Sancon feeds China’s raw-material hunger with recycled glassPublished on September 10th, 2008 | By: email@example.com
Shanghai-based Sancon Resources Recovery Inc. is a fast growing environmental services firm with operations in Australia and China. In 2007, the firm reportedly sold more than 25,000 tons of industrial waste – largely derived from plastic, cardboard and paper – to China’s ever-growing manufacturing market. Now Sancon has announced that it will develop glass-powder raw materials made from the recycled glass waste it is collecting in China. The firm expects to start marketing these recycled raw materials before the end of the year, according to Jack Chen, Sancon CEO
“The use of recycled glass materials greatly reduces the demand for scarce natural resources, helps reduce negative environmental impact and creates an important incremental revenue source for Sancon,”Chen says.
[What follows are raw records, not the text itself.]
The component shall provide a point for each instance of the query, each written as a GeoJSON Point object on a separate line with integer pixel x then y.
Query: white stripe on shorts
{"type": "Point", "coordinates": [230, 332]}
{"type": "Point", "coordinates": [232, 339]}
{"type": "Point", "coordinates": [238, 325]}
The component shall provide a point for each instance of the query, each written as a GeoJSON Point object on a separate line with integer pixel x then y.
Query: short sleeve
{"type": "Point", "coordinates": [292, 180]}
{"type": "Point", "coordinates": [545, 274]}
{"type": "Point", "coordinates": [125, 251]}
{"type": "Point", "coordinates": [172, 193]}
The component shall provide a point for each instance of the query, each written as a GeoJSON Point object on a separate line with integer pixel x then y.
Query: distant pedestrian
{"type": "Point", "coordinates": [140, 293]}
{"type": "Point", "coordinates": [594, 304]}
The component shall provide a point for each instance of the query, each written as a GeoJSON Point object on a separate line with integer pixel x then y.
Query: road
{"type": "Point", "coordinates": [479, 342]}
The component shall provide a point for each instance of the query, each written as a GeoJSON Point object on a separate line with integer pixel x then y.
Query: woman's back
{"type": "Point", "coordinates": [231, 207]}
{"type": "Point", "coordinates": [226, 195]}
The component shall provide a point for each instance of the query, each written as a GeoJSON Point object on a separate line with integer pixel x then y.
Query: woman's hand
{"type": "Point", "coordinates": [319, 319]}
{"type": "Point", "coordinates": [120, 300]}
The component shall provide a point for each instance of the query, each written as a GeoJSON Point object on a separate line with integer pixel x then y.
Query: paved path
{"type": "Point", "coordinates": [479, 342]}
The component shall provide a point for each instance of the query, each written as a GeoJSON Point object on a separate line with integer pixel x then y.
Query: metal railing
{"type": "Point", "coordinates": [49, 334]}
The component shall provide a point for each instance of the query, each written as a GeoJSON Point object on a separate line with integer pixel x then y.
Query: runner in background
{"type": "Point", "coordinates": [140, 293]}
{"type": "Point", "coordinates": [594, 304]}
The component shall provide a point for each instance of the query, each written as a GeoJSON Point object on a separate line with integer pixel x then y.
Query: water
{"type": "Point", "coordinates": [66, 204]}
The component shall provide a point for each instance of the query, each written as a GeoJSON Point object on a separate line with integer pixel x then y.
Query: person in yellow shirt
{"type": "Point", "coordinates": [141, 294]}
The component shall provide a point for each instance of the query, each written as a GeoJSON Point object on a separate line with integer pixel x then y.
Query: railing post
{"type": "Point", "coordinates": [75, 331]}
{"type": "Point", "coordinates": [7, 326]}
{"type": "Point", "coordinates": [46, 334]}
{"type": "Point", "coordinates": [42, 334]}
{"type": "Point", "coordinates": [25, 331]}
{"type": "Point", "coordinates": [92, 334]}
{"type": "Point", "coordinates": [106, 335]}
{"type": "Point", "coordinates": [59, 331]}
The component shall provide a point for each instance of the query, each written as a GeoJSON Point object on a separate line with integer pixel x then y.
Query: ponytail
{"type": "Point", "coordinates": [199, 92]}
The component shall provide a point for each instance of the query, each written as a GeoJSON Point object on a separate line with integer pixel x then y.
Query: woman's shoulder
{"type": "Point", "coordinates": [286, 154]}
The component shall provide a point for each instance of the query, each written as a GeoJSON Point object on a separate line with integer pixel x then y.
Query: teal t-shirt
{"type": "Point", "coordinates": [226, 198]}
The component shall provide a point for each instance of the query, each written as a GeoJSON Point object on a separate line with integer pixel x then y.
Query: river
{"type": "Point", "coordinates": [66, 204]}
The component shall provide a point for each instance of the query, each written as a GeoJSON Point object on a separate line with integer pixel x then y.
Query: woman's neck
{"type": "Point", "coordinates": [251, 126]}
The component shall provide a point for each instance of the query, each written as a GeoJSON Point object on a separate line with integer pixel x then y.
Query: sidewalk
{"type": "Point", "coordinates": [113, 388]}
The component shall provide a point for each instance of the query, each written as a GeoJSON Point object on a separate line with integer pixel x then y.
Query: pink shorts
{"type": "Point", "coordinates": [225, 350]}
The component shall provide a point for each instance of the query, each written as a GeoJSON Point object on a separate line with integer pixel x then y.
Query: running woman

Chen explains that the company’s new glass raw materials will come in different compositions, corresponding to their physical characteristics. These compositions will ultimately determine what end products are produced, he says. As an example, he notes that powdered glass will be sold to the ceramics industry for use as a “sintering additive, filler material or optical component.” The reactive and optical characteristics of glass surfaces, on the other hand, will create applications for glass granules in resin-bound systems, such as those utilized in mold-making, finishing and building materials, and paints and varnishes. The abrasive properties of glass particles will make them an attractive raw material for grit and polish manufacturers and, even, the cosmetic industry, Chen says, while pointing out that glass’ specific melting and hygroscopic properties are the characteristics that make it desirable to the fire and explosion-protection industries. Sancon’s newly acquired ability to recycle glass is helping the company fill two valuable niches in China. It is providing nourishment to the nation’s raw-material hungry manufacturers, and it is helping one of the most polluted countries in the world achieve newly established “green” goals. Fulfilling these niches is proving profitable and rapidly speeding Sancon’s expansion in China. The firm has already opened its sixth Chinese waste recovery plant since Chen founded the firm in 2002 and, in 2008’s second quarter, Sancon has generated record revenue of approximately $2.93 million – a 251 percent increase over the $0.84 million the firm earned in the same period during 2007.